Permohonan grasi diserahkan oleh KH Imam Aziz dan diterima oleh Menkumham Yasonna Laoly, Rabu (25/04/2018), di kantor Kementrian Hukum dan Ham, Jakarta.

Kepada Dutaislam.com, aktivis Gusdurian Saiful yang ikut rombongan tersebut mengatakan, pada prinsipnya Pak Mentri menerima dan memahami masalah terkait Petani Surokonto Wetan tersebut.

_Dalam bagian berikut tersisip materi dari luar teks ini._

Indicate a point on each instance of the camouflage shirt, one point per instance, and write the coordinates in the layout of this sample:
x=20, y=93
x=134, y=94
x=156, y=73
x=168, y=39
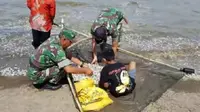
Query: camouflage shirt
x=109, y=18
x=49, y=54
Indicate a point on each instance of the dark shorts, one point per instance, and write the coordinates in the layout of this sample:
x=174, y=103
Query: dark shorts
x=103, y=47
x=132, y=85
x=39, y=37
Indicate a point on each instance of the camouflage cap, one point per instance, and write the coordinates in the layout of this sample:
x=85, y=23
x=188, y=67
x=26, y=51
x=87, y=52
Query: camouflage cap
x=68, y=34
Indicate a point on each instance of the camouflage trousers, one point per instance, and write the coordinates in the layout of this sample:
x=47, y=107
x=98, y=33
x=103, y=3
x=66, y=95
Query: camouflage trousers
x=52, y=75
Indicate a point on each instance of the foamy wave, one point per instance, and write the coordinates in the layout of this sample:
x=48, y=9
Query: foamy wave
x=15, y=71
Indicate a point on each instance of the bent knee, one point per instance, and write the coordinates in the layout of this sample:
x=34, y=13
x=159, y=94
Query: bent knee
x=132, y=65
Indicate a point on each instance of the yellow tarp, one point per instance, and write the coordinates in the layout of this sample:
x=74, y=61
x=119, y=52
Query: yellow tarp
x=92, y=98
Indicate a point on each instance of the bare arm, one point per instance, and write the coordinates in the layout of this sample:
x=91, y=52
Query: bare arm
x=53, y=10
x=76, y=60
x=93, y=47
x=28, y=2
x=94, y=54
x=115, y=46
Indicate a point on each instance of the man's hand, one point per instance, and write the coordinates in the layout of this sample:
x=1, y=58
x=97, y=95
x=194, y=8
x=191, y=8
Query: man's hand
x=85, y=65
x=88, y=71
x=94, y=61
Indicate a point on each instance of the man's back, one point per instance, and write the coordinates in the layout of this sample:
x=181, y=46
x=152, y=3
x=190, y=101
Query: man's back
x=116, y=75
x=48, y=54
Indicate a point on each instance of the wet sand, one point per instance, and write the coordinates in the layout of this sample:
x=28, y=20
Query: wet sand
x=13, y=82
x=152, y=81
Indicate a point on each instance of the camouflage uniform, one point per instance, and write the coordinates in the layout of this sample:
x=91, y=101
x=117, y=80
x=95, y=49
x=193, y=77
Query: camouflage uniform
x=47, y=61
x=110, y=18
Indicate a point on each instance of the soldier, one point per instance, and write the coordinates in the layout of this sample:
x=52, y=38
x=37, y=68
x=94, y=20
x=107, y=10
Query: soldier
x=106, y=25
x=50, y=63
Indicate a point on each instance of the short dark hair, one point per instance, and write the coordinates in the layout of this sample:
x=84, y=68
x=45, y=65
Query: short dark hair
x=108, y=54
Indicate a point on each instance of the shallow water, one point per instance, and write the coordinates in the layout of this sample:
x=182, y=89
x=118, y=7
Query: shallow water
x=166, y=31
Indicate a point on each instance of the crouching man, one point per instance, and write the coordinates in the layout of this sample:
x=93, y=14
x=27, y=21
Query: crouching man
x=117, y=78
x=50, y=63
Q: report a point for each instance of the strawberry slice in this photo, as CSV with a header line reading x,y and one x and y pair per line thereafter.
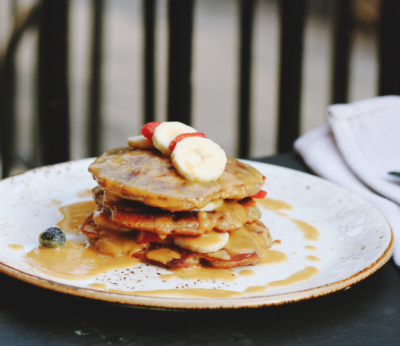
x,y
177,139
148,130
260,194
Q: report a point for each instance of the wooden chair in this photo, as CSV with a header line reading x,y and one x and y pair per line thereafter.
x,y
50,18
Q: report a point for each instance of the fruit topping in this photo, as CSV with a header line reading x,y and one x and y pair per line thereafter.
x,y
166,132
199,159
260,194
52,237
148,129
177,139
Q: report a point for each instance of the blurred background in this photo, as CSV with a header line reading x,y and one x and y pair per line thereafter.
x,y
113,64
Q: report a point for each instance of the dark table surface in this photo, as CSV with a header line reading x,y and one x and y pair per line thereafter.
x,y
366,314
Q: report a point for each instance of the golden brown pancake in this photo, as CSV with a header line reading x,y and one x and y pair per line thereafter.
x,y
125,215
108,242
149,177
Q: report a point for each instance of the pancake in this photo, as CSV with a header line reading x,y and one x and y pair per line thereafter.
x,y
123,215
139,244
148,177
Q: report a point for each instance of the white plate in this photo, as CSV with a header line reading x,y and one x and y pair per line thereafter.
x,y
355,239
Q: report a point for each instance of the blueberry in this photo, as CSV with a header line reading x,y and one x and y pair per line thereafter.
x,y
52,237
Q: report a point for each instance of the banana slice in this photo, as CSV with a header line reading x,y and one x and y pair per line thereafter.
x,y
210,206
166,132
140,142
209,242
199,159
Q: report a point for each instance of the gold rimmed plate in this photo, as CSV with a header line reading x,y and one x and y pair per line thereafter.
x,y
327,239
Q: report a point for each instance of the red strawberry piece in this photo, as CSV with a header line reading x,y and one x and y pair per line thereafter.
x,y
148,130
178,138
260,194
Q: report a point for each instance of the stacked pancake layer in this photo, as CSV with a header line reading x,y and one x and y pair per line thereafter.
x,y
171,222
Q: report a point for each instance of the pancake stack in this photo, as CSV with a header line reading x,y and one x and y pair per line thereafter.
x,y
147,210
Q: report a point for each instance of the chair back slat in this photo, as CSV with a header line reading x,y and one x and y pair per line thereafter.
x,y
180,21
389,48
245,64
53,101
95,80
149,20
292,20
24,21
342,41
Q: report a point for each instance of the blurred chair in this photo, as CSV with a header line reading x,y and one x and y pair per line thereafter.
x,y
51,20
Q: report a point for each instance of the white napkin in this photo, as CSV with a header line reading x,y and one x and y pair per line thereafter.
x,y
357,149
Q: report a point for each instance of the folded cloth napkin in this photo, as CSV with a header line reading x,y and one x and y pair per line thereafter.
x,y
356,149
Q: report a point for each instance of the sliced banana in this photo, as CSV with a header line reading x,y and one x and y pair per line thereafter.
x,y
140,142
211,206
208,242
199,159
166,132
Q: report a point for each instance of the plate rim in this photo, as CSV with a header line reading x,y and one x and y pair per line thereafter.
x,y
176,303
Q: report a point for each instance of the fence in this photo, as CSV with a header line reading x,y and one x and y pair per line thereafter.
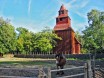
x,y
87,73
75,56
19,72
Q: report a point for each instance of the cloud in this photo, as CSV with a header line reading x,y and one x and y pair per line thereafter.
x,y
29,6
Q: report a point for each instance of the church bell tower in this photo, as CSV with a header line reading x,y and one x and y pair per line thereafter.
x,y
69,44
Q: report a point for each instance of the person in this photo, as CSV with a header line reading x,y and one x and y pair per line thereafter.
x,y
58,56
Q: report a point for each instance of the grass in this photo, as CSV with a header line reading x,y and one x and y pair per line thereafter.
x,y
24,62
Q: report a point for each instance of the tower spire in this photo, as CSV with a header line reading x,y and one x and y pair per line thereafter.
x,y
62,7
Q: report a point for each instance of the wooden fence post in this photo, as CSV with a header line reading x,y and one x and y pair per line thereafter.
x,y
49,73
86,72
89,69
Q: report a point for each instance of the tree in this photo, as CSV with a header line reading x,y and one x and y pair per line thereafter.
x,y
7,37
24,40
94,33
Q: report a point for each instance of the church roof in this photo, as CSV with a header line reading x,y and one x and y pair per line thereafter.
x,y
61,27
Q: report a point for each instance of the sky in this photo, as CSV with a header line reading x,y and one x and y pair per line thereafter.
x,y
37,14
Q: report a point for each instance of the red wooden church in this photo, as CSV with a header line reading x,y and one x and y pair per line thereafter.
x,y
69,44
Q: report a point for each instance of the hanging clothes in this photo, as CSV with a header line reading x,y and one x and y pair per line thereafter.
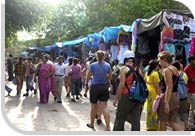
x,y
180,51
167,35
169,47
114,50
192,47
187,47
142,44
122,50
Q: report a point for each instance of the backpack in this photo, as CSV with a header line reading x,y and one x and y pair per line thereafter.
x,y
138,90
181,87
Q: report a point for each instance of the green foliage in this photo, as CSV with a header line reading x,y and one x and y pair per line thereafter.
x,y
74,18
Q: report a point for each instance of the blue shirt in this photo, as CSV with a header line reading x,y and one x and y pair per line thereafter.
x,y
100,71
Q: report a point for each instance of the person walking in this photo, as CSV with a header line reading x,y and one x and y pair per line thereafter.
x,y
59,68
152,81
10,67
44,72
30,70
190,71
102,76
75,73
115,74
183,103
67,82
169,103
19,71
126,107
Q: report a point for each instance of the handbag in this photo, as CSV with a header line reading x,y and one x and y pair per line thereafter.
x,y
32,71
156,103
14,81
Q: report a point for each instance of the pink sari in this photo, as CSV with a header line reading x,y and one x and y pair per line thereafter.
x,y
44,82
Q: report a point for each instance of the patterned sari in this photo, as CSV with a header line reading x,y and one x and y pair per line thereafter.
x,y
44,81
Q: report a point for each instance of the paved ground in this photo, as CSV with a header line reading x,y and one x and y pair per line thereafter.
x,y
26,113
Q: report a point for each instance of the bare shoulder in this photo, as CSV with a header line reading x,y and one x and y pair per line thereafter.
x,y
124,69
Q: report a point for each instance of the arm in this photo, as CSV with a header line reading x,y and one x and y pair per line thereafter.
x,y
121,85
156,83
169,87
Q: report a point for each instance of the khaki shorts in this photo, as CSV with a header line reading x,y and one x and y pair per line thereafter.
x,y
173,106
184,108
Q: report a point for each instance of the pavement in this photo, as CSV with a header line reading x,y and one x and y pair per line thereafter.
x,y
27,114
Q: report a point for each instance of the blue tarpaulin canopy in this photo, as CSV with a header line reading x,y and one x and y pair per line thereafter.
x,y
51,47
111,33
36,48
73,42
24,53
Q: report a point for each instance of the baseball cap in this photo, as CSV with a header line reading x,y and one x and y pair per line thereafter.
x,y
129,54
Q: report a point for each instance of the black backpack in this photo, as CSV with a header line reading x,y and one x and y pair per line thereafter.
x,y
138,90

Selain itu, juga akan melanjutkannya ke Presiden.

PBNU beserta tim akan terus mengawal kasus yang menimpa Petani Sorokonto Wetan itu. "Pasti, kami akan mengawalnya," tandas Saiful.

Sebelumnya, PBNU dan para aktivis menilai bahwa hukuman yang dijatuhkan kepada Kiai Nur Aziz dan Sutrisno Rusmin berupa 8 tahun penjara dan denda milyaran rupiah adalah tidak adil.

Pada pertemuan di Gedung PBNU, Kiai Yahya Cholil Staquf atau yang akrab dipanggil Gus Yahya menyatakan, bahwa hukuman semacam itu, merupakan penindasan kepada rakyat dan petani kecil.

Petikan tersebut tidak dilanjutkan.